SrcUserSessionId tekenreeks De unieke id van de aanmeldingssessie van de brongebruiker.
SrcUserType tekenreeks Het type brongebruiker.
_SubscriptionId tekenreeks Een unieke id voor het abonnement waaraan de record is gekoppeld
TenantId tekenreeks De Log Analytics-werkruimte-id
ThreatCategory tekenreeks Als een DNS-gebeurtenisbron ook DNS-beveiliging biedt, kan deze ook de DNS-gebeurtenis evalueren. Het kan bijvoorbeeld zoeken naar het IP-adres of domein in een bedreigingsinformatiedatabase en het domein of IP-adres toewijzen aan een bedreigingscategorie.
ThreatConfidence int Het betrouwbaarheidsniveau van de geïdentificeerde bedreiging, genormaliseerd tot een waarde tussen 0 en 100.
ThreatField tekenreeks Het veld waarvoor een bedreiging is geïdentificeerd. De waarde is SrcIpAddr, DstIpAddr, Domain of DnsResponseName.
ThreatFirstReportedTime tekenreeks De eerste keer dat het IP-adres of domein als een bedreiging is geïdentificeerd.

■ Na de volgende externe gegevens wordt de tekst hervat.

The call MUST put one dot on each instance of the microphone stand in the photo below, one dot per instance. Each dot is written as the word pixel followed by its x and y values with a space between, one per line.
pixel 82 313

ThreatFirstReportedTime_d datetime De eerste keer dat het IP-adres of domein als een bedreiging is geïdentificeerd.
ThreatId tekenreeks De id van de bedreiging of malware die in de websessie is geïdentificeerd.
ThreatIpAddr tekenreeks Een IP-adres waarvoor een bedreiging is geïdentificeerd. Het veld ThreatField bevat de naam van het veld ThreatIpAddr. Als een bedreiging wordt geïdentificeerd in het veld Domein, moet dit veld leeg zijn.
ThreatIsActive bool De werkelijke id die door de bedreiging wordt geïdentificeerd, wordt beschouwd als een actieve bedreiging.
ThreatLastReportedTime tekenreeks De laatste keer dat het IP-adres of domein is geïdentificeerd als een bedreiging.
ThreatLastReportedTime_d datetime De laatste keer dat het IP-adres of domein is geïdentificeerd als een bedreiging.
ThreatName tekenreeks De naam van de bedreiging die is geïdentificeerd, zoals gerapporteerd door het rapportageapparaat.
ThreatOriginalConfidence tekenreeks Het oorspronkelijke betrouwbaarheidsniveau van de geïdentificeerde bedreiging, zoals gerapporteerd door het rapportageapparaat.
ThreatOriginalRiskLevel int Het oorspronkelijke risiconiveau dat is gekoppeld aan de geïdentificeerde bedreiging, zoals gerapporteerd door het rapportageapparaat.
ThreatOriginalRiskLevel_s tekenreeks Het risiconiveau dat is gekoppeld aan de geïdentificeerde bedreiging, genormaliseerd tot een waarde tussen 0 en 100.
ThreatRiskLevel int Het risiconiveau dat is gekoppeld aan de geïdentificeerde bedreiging, genormaliseerd tot een waarde tussen 0 en 100.
TimeGenerated datetime De tijdstempel (UTC) die de tijd weergeeft waarin de gebeurtenis is gegenereerd.
TransactionIdHex tekenreeks De unieke hex transactie-id van DNS.
Type tekenreeks De naam van de tabel
UrlCategory tekenreeks Een DNS-gebeurtenisbron kan ook de categorie van de aangevraagde domeinen opzoeken.